Keys are a type of map used to explain information through words and pictures. Also called legends, they are often used with graphs and charts as a guide to the meaning of colours, shapes and symbols. Keys can be used effectively along nature trails and in conservation areas to identify species of plants and animals. The keys can include information about growing seasons, distinguishing features and animal behaviour. Keys can also be useful to show what to avoid, such as poisonous plants or dangerous animals.
Draw columns and rows with the pencil and ruler to display your information. For a simple key using only a picture and a name, write the name to the right of the picture.
Add columns for more in-depth information. For instance, on a table about flowers in the area you can create columns for blooming season, shape and size of seeds, propagation and preferred growing conditions.
Create separate sections for different categories of information: plants in one section and animals in another, for example.
Describe with words and pictures the traces of animals or insects that might not be visible because of their size or behaviour. These might include spider webs, insect galls on trees, woodpecker holes, animal burrows, scat or faeces and animal tracks.
Use pictures to compare young and adult species if there is a recognisable difference, as with caterpillars and butterflies.
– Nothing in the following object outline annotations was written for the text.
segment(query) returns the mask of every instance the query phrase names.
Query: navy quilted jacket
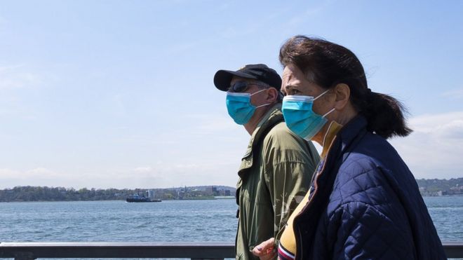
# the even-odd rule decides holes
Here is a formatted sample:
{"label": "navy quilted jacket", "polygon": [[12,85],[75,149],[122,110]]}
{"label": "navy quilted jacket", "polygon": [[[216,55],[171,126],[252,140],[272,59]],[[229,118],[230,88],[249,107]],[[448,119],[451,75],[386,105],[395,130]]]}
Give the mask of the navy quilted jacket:
{"label": "navy quilted jacket", "polygon": [[413,175],[364,117],[343,127],[321,165],[294,221],[297,259],[445,259]]}

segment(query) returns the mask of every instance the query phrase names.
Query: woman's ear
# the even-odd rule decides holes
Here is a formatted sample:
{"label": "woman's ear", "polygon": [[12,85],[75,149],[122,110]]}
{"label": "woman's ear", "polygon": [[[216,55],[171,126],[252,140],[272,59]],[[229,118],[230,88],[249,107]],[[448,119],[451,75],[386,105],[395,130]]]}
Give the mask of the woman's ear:
{"label": "woman's ear", "polygon": [[273,103],[278,99],[278,90],[274,88],[269,88],[267,91],[267,102]]}
{"label": "woman's ear", "polygon": [[351,97],[351,89],[344,83],[339,83],[334,88],[335,108],[336,110],[342,110],[349,104]]}

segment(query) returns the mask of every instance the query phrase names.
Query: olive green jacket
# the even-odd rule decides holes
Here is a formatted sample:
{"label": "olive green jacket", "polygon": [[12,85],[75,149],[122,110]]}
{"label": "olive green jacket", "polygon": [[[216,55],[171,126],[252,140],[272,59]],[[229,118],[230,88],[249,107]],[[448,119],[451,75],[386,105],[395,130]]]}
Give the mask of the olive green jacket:
{"label": "olive green jacket", "polygon": [[274,105],[262,118],[238,171],[237,259],[258,259],[251,251],[270,238],[278,245],[320,159],[311,142],[288,129],[281,108]]}

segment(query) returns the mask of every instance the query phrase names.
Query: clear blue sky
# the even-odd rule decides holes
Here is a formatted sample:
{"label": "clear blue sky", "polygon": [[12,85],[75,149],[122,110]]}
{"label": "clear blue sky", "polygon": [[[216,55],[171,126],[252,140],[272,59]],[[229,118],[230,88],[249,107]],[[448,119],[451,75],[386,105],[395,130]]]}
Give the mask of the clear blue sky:
{"label": "clear blue sky", "polygon": [[408,107],[417,178],[463,177],[463,1],[2,1],[0,188],[234,186],[249,139],[220,69],[295,34],[343,45]]}

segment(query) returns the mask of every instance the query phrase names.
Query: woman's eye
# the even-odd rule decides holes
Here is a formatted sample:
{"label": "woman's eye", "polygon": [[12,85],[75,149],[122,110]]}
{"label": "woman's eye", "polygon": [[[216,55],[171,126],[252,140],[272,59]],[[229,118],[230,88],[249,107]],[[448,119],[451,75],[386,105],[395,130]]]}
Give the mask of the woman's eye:
{"label": "woman's eye", "polygon": [[296,94],[299,93],[300,92],[297,90],[293,89],[293,90],[291,90],[291,91],[290,91],[290,95],[296,95]]}

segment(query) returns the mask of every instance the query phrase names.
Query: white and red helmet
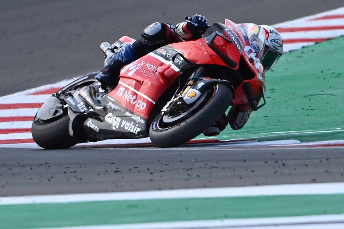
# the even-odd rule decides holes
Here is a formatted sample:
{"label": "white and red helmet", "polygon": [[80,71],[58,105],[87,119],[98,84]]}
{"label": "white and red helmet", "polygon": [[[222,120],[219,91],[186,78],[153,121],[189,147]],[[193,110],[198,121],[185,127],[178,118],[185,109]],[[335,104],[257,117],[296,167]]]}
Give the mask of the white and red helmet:
{"label": "white and red helmet", "polygon": [[270,70],[283,51],[283,41],[276,30],[266,25],[247,24],[251,45],[258,53],[266,70]]}

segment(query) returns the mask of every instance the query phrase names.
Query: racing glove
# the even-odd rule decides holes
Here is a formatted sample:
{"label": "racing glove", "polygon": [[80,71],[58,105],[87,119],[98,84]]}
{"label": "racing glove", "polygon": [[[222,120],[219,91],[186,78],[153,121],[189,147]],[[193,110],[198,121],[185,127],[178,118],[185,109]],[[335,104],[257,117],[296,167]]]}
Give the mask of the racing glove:
{"label": "racing glove", "polygon": [[189,41],[200,38],[208,28],[208,20],[200,14],[185,17],[186,22],[176,26],[177,33],[183,40]]}
{"label": "racing glove", "polygon": [[235,105],[232,106],[227,115],[227,119],[230,127],[234,130],[242,128],[247,122],[252,112],[251,107],[246,105]]}

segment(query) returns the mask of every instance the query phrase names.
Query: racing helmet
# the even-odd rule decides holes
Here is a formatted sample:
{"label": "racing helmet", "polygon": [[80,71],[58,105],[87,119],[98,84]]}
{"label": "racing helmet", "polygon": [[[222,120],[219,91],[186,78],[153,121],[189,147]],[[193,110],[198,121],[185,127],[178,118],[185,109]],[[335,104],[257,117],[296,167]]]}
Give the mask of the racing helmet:
{"label": "racing helmet", "polygon": [[282,37],[276,30],[266,25],[255,25],[248,30],[251,45],[258,51],[266,70],[270,70],[283,51]]}

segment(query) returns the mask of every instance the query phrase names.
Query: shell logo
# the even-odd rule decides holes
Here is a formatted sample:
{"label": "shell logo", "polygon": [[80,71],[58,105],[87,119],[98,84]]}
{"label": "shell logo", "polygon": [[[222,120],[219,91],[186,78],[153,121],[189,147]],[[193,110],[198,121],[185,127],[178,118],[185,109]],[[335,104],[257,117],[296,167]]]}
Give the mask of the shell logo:
{"label": "shell logo", "polygon": [[190,98],[194,97],[197,95],[197,93],[195,91],[191,91],[186,94],[186,96]]}

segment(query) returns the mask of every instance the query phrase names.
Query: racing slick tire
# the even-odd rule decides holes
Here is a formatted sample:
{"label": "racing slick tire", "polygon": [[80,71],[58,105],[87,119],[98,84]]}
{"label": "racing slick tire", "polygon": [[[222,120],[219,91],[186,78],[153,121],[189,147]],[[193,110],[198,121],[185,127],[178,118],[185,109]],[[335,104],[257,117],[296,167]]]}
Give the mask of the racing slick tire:
{"label": "racing slick tire", "polygon": [[67,114],[50,122],[35,119],[32,123],[31,133],[35,142],[42,148],[66,149],[78,143],[75,138],[69,135],[69,118]]}
{"label": "racing slick tire", "polygon": [[[162,148],[176,146],[192,139],[223,115],[233,97],[229,87],[219,83],[204,91],[198,100],[189,107],[189,111],[181,114],[180,118],[178,118],[178,115],[176,117],[169,118],[170,114],[159,113],[151,125],[151,140],[155,145]],[[185,115],[190,110],[192,112],[189,115]],[[175,121],[166,123],[164,119]]]}

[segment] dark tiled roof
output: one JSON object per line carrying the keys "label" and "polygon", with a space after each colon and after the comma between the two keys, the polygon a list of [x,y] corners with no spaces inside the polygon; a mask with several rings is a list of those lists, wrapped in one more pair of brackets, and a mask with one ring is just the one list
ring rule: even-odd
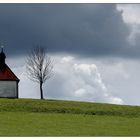
{"label": "dark tiled roof", "polygon": [[17,76],[11,71],[11,69],[6,64],[4,69],[0,69],[0,81],[1,80],[19,81]]}

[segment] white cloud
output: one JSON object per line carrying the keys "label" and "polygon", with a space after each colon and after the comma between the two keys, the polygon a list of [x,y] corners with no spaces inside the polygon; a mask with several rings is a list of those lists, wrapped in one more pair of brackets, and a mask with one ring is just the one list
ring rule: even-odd
{"label": "white cloud", "polygon": [[[123,103],[122,99],[108,93],[95,64],[83,63],[74,57],[59,58],[59,61],[60,63],[55,66],[55,77],[48,81],[50,98],[61,97],[61,99],[67,100]],[[55,81],[59,83],[55,83]],[[57,88],[56,84],[59,85]],[[52,90],[53,87],[55,90]]]}
{"label": "white cloud", "polygon": [[[98,68],[72,56],[55,57],[54,77],[44,85],[45,98],[123,104],[108,92]],[[13,68],[20,78],[20,97],[39,98],[39,85],[30,81],[25,66]]]}

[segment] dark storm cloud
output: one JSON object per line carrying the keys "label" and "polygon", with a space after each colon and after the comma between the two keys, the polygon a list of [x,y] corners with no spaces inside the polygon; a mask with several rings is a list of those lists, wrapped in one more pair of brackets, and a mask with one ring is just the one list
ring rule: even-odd
{"label": "dark storm cloud", "polygon": [[129,56],[128,35],[112,4],[0,4],[0,41],[11,55],[40,44],[54,53]]}

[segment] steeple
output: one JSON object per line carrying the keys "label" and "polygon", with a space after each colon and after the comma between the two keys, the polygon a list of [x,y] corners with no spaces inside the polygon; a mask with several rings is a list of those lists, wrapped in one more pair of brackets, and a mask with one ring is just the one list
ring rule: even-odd
{"label": "steeple", "polygon": [[1,46],[1,53],[0,53],[0,70],[5,68],[5,59],[6,55],[3,52],[3,46]]}

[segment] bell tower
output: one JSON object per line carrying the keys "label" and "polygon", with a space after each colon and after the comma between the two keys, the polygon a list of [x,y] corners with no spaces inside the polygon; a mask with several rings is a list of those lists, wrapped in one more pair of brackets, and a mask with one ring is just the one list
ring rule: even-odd
{"label": "bell tower", "polygon": [[3,52],[3,46],[1,46],[1,52],[0,52],[0,70],[3,70],[5,68],[5,59],[6,59],[6,55]]}

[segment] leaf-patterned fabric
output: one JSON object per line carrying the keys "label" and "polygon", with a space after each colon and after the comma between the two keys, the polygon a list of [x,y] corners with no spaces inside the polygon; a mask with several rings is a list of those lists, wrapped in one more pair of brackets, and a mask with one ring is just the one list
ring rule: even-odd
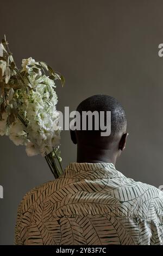
{"label": "leaf-patterned fabric", "polygon": [[163,245],[163,193],[111,163],[71,163],[23,198],[15,243]]}

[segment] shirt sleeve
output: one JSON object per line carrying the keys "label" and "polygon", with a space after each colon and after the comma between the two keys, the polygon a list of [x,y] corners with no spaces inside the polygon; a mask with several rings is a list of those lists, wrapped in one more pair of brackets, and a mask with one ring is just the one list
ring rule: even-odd
{"label": "shirt sleeve", "polygon": [[15,227],[15,239],[14,239],[14,244],[15,245],[23,245],[23,243],[21,240],[21,224],[22,220],[22,204],[23,202],[20,203],[18,209],[17,209],[17,221]]}

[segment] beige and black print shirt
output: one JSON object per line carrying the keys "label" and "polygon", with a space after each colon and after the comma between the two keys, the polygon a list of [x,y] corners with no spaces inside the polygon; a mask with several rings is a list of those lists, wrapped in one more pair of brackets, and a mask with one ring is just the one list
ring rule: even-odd
{"label": "beige and black print shirt", "polygon": [[72,163],[28,193],[17,245],[163,245],[163,193],[110,163]]}

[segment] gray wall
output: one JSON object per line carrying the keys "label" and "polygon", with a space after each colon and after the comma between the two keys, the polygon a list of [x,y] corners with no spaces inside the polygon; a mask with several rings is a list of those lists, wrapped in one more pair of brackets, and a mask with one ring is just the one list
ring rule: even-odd
{"label": "gray wall", "polygon": [[[163,1],[1,1],[5,33],[15,60],[32,56],[64,75],[57,89],[58,109],[71,110],[96,94],[116,97],[127,112],[127,147],[117,169],[156,187],[162,180]],[[13,243],[17,207],[26,192],[53,178],[41,156],[0,138],[0,243]],[[76,161],[69,132],[62,133],[62,165]]]}

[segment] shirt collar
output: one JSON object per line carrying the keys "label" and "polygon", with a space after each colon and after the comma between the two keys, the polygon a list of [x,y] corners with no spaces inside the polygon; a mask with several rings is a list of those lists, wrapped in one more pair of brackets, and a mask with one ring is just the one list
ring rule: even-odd
{"label": "shirt collar", "polygon": [[112,163],[70,163],[60,178],[74,178],[78,180],[86,179],[108,179],[122,177]]}

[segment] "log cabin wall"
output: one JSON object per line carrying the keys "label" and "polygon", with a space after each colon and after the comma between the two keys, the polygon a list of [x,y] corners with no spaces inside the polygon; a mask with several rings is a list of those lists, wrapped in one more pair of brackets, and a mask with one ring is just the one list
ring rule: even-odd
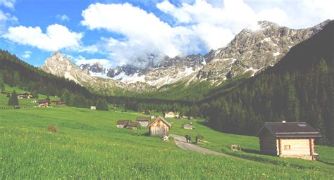
{"label": "log cabin wall", "polygon": [[169,127],[158,120],[149,127],[150,136],[169,136]]}
{"label": "log cabin wall", "polygon": [[311,155],[309,139],[281,139],[281,155]]}
{"label": "log cabin wall", "polygon": [[268,134],[264,134],[259,137],[260,150],[263,153],[269,155],[278,155],[278,146],[276,139]]}

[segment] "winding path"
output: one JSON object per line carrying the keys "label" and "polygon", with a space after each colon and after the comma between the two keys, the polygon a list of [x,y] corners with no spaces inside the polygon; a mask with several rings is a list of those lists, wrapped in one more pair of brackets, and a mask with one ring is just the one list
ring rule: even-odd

Show differences between males and female bird species.
Describe an animal's feeding habits with pictures of the plants or animals they eat.
Use pictures to show the most distinguishing features of plants, such as the shape of their leaves and the way they are clustered on a branch, the colour and texture of tree bark, or an unusual colour of a leaf or stem.
Include pictures of blossoms of flowering plants along with the blooming season.
Show nuts, fruits or seed pods produced by the plant and explain how they are distributed to propagate the plant, as well as any animals that feed on them.
Include a map of the area and indicate where the reader is standing. Use graphics to locate a beaver dam, nesting spot or stand of trees.
Identify different habitats such as ponds, woodlands and meadows and list the plants and animals that can be found in each.
Explain what happens to the wildlife during seasonal changes, as when a pond dries up in the summer.
Install keys at entrances to parks and conservation areas, at trail heads and in areas with unique topography, such as ponds or meadows. Use different keys for different categories -- one for seasonal changes, one for variations in maturation and gender, one describing the food chain -- and post in different areas so visitors are exposed to a variety of new information.
Construct them of weatherproof material. Sandwich the key between two sheets of plexiglass and bolt to an upright post, or display it on a roofed kiosk or other shelter.
Provide printed copies so visitors can use them while walking through the designated areas. Install recycling boxes at the park or trail exits where visitors can return the guides.
If the area has many international visitors, include translations on the key.